Full methodology, capability matrix, and caveats: tests/benchmarks/reports/COMPARISON.md.

🔧 Three rendering bugs that were silently torpedoing retrieval

  1. Comma-formatted numbers. 1272 rendered as "1,272.00" (Excel's display format). A user query "1272" substring-missed. Now: numeric cells render the raw value.
  2. Spurious sci-notation. The [=] formula marker inflated a cell past column width, tripping a long-value fallback that rendered 1272 as "1.272000e+03". Now: column widths computed using the same rendering pipeline data rows will use.
  3. Embedded newlines in headers (common in CJK workbooks like "租金\n天数") tore apart the Markdown table grid. Now: collapsed to spaces.

These three together accounted for the entire retrieval-recall gap we initially measured against Docling.

🧹 Segmenter — no more banded-table fragmentation

Removed _detect_style_boundaries from chunking/segmenter.py. The function split a coherent table into 5 fragments at fill-color band boundaries (year-banding, alternating-row shading), shedding header context from data rows.

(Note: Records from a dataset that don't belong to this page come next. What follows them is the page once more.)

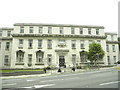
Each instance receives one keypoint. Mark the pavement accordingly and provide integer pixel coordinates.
(54, 72)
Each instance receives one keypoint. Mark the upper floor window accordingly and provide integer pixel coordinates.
(0, 33)
(49, 30)
(49, 57)
(82, 44)
(7, 46)
(73, 44)
(81, 30)
(114, 58)
(40, 30)
(97, 31)
(21, 29)
(113, 48)
(31, 30)
(20, 43)
(107, 48)
(49, 44)
(6, 60)
(39, 43)
(30, 43)
(61, 30)
(89, 30)
(8, 33)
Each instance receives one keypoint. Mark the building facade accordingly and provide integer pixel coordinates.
(34, 45)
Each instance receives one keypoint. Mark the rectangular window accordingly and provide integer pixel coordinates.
(89, 30)
(107, 48)
(49, 30)
(74, 59)
(108, 58)
(49, 45)
(72, 31)
(81, 30)
(40, 30)
(49, 61)
(61, 30)
(113, 48)
(0, 33)
(21, 29)
(97, 31)
(29, 58)
(7, 46)
(82, 44)
(31, 30)
(39, 43)
(8, 33)
(30, 43)
(73, 44)
(6, 60)
(114, 58)
(21, 43)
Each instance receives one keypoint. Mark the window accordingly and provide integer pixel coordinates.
(31, 30)
(20, 56)
(39, 56)
(90, 41)
(108, 58)
(81, 43)
(49, 45)
(89, 30)
(81, 30)
(97, 31)
(21, 29)
(61, 30)
(30, 43)
(40, 30)
(114, 58)
(21, 43)
(8, 33)
(29, 58)
(72, 31)
(107, 48)
(39, 43)
(6, 61)
(74, 59)
(7, 46)
(0, 45)
(49, 30)
(73, 44)
(49, 56)
(113, 48)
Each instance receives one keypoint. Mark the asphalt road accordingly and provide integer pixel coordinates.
(107, 78)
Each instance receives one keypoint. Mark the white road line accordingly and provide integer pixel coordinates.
(40, 86)
(9, 84)
(109, 83)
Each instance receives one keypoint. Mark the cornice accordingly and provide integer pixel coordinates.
(57, 25)
(58, 35)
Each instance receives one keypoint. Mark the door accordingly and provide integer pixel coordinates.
(61, 61)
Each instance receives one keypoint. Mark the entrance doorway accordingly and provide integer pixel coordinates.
(61, 61)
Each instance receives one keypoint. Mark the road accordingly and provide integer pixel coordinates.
(107, 78)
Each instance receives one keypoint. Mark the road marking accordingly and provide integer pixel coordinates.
(9, 84)
(40, 86)
(109, 83)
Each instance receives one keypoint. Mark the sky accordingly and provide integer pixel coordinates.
(78, 12)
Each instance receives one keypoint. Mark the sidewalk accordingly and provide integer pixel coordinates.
(53, 72)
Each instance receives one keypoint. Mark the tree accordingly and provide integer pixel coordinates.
(95, 52)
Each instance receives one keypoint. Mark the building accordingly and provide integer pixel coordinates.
(34, 45)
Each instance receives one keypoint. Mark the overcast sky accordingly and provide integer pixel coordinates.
(80, 12)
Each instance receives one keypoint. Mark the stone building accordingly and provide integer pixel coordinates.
(34, 45)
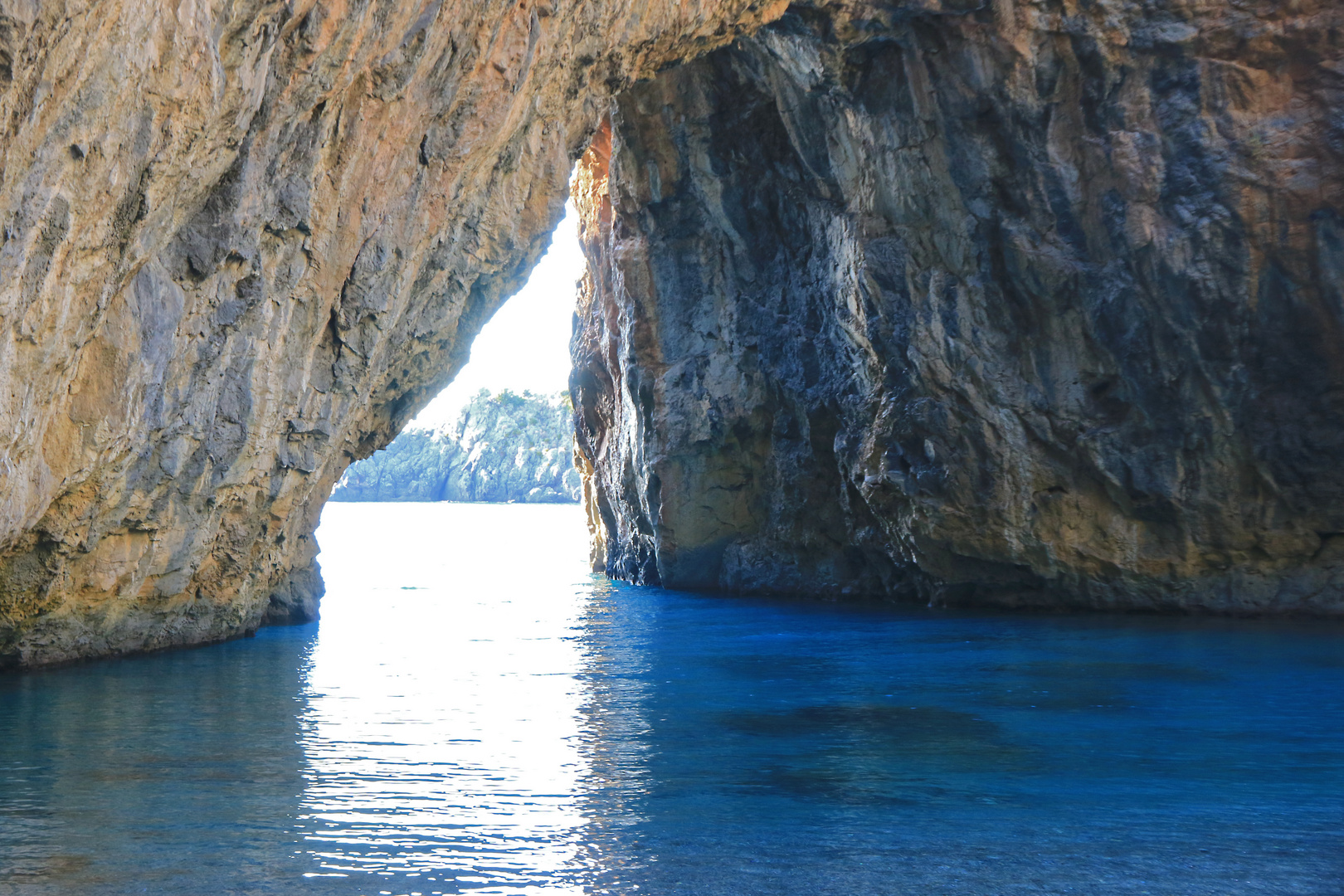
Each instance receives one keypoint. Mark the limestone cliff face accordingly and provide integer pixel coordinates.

The connected-components + gap detection already handles real boundaries; fill banding is not a semantic one.

🛡️ GradientFill safety

Cells using GradientFill (rare but real — caught by SpreadsheetBench instance 118-8, 8 sheets / 1,244 cells previously lost) used to crash the sheet parser. Now: defensively skipped, sheet keeps parsing.

🐳 Productionization

  • Makefile: make bench, make bench-robust, make bench-retrieval
  • scripts/download_corpora.sh now fetches SpreadsheetBench v0.1
  • scripts/summarize_retrieval.py — re-aggregate a partial results.ndjson if a long run gets interrupted
  • New benchmark framework supports adding parsers (Marker, hucre, others) via the NDJSON-worker protocol; see tests/benchmarks/README.md

Reproduce

pip install -U ks-xlsx-parser==0.2.0      # or
git clone https://github.com/knowledgestack/ks-xlsx-parser
cd ks-xlsx-parser
make corpus-download                       # one-time, ~100 MB
make bench                                 # ~30 min for both benchmarks
open tests/benchmarks/reports/COMPARISON.md

Upgrading from 0.1.1

No breaking API changes. The only behavioral change is that render_text on numeric cells now contains the raw value instead of the Excel-display-formatted string (e.g. 1272 instead of 1,272.00). If you were relying on display formatting in retrieval keys or downstream regex parsing, switch to the cell's display_value field on the ChunkDTO. For everything else, drop-in.

Full changelog: CHANGELOG.md.

Thanks

To the SpreadsheetBench team at Renmin University for publishing a clean, real-world xlsx corpus with structured ground truth — none of this comparison would have been possible without it.